Inaba and associates reported tsutsugamushi disease complicated with cholecystitis,12) but this complication is rare in the patient with solitary scrub typhus. Wang et al.19) reported a patient with concomitant leptospirosis and scrub typhus complicated with acute acalculous cholecystitis.
Because our patient had symptoms that included fever, right upper quadrant pain, and the result of abdominal CT-revealed GB wall edema with GB stones, early treatment was focused on acute calculous cholecystitis without considering other possible options, such as scrub typhus. In our case, additional symptoms included ARDS and confusion necessitating mechanical respiration, which were processed in the ICU. Scrub typhus in elderly patients is known for its tendency for severe complications; our patients were elderly and experienced severe complications.
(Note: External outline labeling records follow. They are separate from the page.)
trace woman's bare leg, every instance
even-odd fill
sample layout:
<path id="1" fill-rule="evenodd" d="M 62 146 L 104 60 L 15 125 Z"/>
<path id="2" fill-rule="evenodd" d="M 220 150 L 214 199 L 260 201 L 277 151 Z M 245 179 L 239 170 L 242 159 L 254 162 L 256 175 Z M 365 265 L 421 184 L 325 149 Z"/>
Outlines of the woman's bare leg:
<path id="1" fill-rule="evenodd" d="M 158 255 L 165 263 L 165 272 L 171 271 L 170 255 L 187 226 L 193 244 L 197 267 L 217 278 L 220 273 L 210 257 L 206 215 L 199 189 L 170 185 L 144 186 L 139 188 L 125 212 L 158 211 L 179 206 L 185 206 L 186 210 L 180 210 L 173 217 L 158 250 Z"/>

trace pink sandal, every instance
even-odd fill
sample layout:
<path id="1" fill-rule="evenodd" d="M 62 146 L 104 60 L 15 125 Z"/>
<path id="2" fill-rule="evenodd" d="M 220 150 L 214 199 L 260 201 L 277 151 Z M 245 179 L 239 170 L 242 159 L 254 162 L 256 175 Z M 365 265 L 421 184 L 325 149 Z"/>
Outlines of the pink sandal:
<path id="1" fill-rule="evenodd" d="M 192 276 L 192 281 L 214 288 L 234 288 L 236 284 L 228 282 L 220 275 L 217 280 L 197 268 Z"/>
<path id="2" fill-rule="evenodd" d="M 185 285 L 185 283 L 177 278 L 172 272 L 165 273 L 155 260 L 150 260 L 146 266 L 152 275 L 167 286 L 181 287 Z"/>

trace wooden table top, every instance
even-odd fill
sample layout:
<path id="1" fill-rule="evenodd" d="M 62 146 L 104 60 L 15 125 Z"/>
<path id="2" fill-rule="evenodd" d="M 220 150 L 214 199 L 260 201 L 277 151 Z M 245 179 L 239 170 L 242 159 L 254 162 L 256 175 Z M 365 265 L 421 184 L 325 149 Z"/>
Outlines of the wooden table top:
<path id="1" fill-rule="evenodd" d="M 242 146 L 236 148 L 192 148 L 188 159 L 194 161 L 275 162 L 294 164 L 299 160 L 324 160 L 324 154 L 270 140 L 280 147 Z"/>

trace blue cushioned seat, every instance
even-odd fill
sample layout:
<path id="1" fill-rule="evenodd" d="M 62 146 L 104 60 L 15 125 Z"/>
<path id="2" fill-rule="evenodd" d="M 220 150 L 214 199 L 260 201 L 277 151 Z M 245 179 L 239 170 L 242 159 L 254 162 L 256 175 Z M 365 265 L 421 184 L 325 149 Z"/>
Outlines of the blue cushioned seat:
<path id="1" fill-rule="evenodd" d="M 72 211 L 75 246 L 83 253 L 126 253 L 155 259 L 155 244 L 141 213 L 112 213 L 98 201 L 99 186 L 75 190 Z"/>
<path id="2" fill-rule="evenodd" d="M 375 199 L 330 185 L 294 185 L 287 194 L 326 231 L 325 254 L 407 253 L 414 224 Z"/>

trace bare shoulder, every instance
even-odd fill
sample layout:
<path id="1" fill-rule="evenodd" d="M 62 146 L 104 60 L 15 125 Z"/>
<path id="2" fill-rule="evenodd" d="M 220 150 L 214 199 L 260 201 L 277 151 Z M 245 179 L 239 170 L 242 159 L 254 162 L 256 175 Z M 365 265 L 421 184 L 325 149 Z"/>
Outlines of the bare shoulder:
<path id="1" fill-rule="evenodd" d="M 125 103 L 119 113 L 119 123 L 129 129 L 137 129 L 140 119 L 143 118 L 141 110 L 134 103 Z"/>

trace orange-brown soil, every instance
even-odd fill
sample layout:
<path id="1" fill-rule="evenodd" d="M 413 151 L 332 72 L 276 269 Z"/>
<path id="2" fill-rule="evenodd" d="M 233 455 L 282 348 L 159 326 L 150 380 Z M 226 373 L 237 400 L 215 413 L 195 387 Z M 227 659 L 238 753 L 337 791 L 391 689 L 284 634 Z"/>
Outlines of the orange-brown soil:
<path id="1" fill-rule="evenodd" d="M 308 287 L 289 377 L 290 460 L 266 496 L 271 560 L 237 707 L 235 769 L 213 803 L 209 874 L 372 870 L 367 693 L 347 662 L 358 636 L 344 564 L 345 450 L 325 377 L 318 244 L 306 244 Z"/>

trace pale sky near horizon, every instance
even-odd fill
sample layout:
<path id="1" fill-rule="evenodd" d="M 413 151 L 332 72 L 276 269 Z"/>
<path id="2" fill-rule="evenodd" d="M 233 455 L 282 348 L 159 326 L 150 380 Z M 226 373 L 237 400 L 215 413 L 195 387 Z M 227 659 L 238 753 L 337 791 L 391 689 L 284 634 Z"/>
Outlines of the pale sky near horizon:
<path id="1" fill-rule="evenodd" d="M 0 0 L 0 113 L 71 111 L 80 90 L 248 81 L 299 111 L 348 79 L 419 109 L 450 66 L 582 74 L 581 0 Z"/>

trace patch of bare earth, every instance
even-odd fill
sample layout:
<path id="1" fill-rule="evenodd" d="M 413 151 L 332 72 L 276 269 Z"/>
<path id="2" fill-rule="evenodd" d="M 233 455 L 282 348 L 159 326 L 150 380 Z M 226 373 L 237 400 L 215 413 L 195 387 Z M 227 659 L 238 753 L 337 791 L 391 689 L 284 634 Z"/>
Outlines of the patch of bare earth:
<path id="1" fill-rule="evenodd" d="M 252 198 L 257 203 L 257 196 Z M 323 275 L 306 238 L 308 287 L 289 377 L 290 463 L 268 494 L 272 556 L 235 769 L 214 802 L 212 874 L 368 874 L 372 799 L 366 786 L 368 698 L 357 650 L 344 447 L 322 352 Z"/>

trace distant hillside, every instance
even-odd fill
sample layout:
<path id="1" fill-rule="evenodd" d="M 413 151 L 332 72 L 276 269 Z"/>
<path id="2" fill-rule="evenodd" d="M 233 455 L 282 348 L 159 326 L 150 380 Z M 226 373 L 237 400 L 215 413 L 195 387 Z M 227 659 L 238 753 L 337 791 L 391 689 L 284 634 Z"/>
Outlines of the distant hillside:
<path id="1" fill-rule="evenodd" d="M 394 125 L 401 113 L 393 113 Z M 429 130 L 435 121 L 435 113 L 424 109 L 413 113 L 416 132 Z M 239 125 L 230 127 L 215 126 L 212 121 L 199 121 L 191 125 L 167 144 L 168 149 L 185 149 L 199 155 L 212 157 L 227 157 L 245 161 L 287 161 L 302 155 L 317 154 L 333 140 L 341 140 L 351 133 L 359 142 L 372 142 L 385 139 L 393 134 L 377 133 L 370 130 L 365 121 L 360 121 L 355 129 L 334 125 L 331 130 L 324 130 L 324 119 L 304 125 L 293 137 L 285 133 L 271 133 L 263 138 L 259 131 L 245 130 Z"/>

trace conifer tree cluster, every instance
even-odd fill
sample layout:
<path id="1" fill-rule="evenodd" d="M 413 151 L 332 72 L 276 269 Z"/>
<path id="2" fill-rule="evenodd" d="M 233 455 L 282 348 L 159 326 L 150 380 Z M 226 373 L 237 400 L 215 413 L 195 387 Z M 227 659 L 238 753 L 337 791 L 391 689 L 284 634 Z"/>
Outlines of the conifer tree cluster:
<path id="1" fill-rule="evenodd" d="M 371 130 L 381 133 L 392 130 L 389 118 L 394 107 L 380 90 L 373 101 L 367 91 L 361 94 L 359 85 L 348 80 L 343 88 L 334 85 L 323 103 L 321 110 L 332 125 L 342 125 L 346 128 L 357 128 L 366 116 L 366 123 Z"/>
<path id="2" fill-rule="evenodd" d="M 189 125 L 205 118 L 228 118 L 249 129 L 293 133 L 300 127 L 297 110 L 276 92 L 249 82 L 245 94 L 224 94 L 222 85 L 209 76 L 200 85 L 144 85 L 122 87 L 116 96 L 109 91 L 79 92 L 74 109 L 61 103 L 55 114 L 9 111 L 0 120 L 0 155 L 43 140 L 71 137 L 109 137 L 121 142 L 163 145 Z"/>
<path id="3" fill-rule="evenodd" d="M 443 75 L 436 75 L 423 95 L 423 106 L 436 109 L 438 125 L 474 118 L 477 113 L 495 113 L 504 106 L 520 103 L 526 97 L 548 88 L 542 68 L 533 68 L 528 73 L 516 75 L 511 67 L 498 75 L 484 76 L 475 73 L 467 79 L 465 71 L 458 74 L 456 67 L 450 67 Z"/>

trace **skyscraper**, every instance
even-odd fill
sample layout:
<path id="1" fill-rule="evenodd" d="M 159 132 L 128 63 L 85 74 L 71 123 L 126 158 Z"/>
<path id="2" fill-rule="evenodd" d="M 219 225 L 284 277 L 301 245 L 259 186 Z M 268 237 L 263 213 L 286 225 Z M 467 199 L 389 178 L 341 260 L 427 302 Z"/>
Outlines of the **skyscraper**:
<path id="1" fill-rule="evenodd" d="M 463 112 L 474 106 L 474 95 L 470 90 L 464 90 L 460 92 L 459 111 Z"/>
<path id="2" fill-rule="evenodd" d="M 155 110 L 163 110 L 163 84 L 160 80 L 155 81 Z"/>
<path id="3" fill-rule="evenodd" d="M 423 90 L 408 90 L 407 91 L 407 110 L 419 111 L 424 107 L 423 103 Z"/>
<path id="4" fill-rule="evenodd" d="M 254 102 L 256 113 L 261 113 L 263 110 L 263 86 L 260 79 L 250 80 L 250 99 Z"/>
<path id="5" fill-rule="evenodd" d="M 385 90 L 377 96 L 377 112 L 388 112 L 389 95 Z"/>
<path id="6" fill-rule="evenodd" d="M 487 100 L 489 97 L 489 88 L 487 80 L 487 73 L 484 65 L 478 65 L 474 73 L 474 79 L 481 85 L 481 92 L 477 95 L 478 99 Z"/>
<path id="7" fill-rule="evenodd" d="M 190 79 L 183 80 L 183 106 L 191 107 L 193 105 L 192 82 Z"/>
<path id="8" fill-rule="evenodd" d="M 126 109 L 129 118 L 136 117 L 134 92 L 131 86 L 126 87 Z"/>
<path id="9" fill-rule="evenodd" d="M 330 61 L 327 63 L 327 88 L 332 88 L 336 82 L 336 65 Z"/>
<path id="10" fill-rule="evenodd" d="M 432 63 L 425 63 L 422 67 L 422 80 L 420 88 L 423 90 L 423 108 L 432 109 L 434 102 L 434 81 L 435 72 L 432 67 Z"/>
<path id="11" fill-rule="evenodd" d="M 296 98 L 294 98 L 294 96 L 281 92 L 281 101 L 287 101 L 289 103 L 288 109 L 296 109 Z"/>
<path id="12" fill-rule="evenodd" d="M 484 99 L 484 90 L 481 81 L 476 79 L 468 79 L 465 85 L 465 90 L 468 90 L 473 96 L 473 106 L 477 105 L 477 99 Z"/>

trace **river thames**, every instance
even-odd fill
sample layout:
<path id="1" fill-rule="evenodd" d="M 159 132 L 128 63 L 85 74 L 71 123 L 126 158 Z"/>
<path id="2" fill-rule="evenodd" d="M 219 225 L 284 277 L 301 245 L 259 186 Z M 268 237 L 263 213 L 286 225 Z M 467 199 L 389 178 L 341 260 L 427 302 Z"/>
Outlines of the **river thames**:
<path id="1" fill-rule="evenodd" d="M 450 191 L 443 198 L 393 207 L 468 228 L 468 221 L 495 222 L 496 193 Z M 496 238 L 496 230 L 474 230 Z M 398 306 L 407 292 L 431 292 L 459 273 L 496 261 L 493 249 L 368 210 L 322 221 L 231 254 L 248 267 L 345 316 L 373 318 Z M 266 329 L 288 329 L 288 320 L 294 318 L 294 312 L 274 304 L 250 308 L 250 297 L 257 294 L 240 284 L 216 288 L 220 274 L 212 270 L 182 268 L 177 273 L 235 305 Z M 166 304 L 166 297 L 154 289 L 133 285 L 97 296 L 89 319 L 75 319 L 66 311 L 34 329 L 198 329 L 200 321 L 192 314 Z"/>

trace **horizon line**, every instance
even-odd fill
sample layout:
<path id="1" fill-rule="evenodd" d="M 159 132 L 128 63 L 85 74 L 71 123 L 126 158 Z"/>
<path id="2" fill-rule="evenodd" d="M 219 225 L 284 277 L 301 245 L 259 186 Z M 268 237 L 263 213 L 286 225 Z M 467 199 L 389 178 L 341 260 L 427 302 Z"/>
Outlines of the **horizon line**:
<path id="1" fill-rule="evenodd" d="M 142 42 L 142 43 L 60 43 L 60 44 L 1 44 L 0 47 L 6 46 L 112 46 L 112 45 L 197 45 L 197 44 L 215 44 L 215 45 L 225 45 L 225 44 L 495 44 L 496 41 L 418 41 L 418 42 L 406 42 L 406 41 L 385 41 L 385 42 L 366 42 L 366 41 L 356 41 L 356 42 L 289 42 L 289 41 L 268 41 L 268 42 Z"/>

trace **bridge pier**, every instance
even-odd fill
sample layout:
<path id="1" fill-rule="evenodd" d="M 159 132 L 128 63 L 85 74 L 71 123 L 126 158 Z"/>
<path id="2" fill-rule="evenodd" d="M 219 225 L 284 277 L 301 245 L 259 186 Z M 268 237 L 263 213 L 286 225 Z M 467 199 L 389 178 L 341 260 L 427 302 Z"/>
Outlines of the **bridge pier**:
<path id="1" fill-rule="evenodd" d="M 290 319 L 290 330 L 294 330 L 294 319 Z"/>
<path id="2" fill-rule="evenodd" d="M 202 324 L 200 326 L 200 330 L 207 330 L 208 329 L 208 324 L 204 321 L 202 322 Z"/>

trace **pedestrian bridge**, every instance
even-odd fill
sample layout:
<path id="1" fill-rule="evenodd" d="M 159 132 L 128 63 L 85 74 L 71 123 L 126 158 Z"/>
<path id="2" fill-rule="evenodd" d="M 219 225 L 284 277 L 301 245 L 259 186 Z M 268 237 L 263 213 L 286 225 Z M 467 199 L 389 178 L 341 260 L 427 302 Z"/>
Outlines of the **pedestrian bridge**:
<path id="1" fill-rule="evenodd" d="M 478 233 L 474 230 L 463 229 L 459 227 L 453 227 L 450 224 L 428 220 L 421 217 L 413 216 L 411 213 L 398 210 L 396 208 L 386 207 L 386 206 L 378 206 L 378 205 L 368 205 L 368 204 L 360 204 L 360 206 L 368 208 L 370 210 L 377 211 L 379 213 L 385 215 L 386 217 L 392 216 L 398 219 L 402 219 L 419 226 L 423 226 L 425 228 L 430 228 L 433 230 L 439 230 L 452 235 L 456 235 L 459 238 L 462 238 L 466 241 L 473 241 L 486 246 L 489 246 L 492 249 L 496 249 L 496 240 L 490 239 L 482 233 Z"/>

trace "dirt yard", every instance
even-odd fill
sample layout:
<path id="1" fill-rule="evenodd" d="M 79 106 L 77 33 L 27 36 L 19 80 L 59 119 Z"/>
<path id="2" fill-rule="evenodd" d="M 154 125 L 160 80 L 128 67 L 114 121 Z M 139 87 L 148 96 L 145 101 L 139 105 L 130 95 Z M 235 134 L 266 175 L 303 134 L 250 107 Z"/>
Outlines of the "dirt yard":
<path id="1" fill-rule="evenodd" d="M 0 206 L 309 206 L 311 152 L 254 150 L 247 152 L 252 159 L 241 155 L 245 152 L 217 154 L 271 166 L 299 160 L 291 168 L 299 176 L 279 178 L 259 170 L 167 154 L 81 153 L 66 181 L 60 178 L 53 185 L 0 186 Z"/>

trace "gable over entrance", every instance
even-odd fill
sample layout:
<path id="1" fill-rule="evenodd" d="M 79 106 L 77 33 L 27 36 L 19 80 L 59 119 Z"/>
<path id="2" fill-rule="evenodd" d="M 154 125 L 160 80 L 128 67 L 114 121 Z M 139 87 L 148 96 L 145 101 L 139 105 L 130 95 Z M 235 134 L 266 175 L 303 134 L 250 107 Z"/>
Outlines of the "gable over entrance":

More case studies are needed to assess the association of acute cholecystitis in patients infected with scrub typhus and pre-existing GB stones.
In our case, the patient showed relative bradycardia: an unexpectedly low heart rate response for a given increase in body temperature despite signs of infection. A study of 100 febrile patients infected with O. tsutsugamushi reported a prevalence of relative bradycardia of 53%.20) The existence of pulse-temperature dissociation may help physicians identify tsutsugamushi disease in patients with acute calculous cholecystitis.
Scrub typhus can be diagnosed by assessing the patient's history of exposure, symptoms, clinical signs, and lab results, so it is important for clinicians to be cognizant of the disease. In areas endemic for tsutsugamushi disease, even though a patient with GB stone presents with symptoms of acute cholecystitis, careful history and physical examination are required to reveal the existence of eschars or skin eruptions. In addition, if a patient's heart rate is below 100 beats/min with pyrexia, the physician should be aware of the possibility of scrub typhus. Prompt treatment with doxycycline can shorten clinical illness and reduce mortality.
ACKNOWLEDGMENTS
This study was supported by a 2012 research grant from Pusan National University Yangsan Hospital.
Notes
No potential conflict of interest relevant to this article was reported.